Divisions within the loyalist community can be just as serious as those between Protestants and Catholics, a leading clergyman has said.
Dr Russell Birney who steps down on Monday
Outgoing Presbyterian moderator Dr Russell Birney urged church leaders to recognise such rifts and work with communities to end them.
Dr Birney, who steps down on Monday, said it was up to everyone to heal divisions in society.
"Let the deception and all the things people accuse the other of, go by the board," Dr Birney said on Sunday.
"Just consider the ordinary people out there who want to see an executive, an assembly - they want to see it working."
He said there was a challenge to seek the welfare of people in loyalist communities, and not just bridge the gap between Protestants and Catholics.
"The gulf between the church and many loyalist communities is as great, if not greater, than that which exists across our historic divide," he said.
"There is no place for the criminality, drugs and pain that paramilitaries inflict on their own and we must condemn this in the strongest terms.
"But our words must be matched by actions in order to confront the moral and social erosion of this community."
Our responsibility as christians is to seek the welfare of the people of Glenbryn and Ardoyne, of Cluan Place and the Short Strand
Dr Russell Birney
Dr Birney, who will be replaced by Dr Ivan McKay at the opening session of the General Assembly, urged Presbyterian congregations to re-connect with their communities.

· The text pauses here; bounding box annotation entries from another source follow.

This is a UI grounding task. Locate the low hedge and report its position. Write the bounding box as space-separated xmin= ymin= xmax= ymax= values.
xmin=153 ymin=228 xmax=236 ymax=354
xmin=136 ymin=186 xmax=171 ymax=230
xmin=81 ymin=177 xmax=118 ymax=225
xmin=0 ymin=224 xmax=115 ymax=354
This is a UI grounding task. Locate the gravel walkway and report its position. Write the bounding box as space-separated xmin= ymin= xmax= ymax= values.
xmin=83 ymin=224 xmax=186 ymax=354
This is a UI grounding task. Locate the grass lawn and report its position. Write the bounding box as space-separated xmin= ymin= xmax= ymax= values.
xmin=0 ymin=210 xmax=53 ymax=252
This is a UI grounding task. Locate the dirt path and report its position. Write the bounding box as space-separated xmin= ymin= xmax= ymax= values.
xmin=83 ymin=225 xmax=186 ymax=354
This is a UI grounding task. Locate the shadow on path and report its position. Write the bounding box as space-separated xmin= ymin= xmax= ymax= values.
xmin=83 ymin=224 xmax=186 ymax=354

"To seek to separate the church from society is to harm the church,"he said.
The moderator, who has visited interface areas in north and east Belfast, also said churches must be concerned about all communities.

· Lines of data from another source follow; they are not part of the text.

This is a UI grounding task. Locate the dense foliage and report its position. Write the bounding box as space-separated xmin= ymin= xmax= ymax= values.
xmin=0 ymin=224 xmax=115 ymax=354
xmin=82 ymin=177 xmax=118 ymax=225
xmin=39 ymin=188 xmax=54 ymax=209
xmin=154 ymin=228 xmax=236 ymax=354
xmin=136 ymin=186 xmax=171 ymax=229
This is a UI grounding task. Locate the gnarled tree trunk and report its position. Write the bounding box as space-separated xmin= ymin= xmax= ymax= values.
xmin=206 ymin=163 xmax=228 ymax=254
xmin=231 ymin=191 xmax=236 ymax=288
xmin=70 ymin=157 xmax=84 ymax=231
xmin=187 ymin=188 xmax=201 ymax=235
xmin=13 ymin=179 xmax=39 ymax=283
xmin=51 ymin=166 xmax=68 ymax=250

"The temptation is to distance oneself from the situation but to do so would be quite wrong, for our responsibility as christians is to seek the welfare of the people of Glenbryn and Ardoyne, of Cluan Place and the Short Strand."
Earlier this week, Sinn Fein president Gerry Adams called for face-to-face talks with loyalists to prevent interface violence in Belfast this summer.
Mr Adams said he believed the mood in unionist communities was positive.
However, he said there needed to be collective responsibility to ensure there was no repeat of the violent scenes from last summer.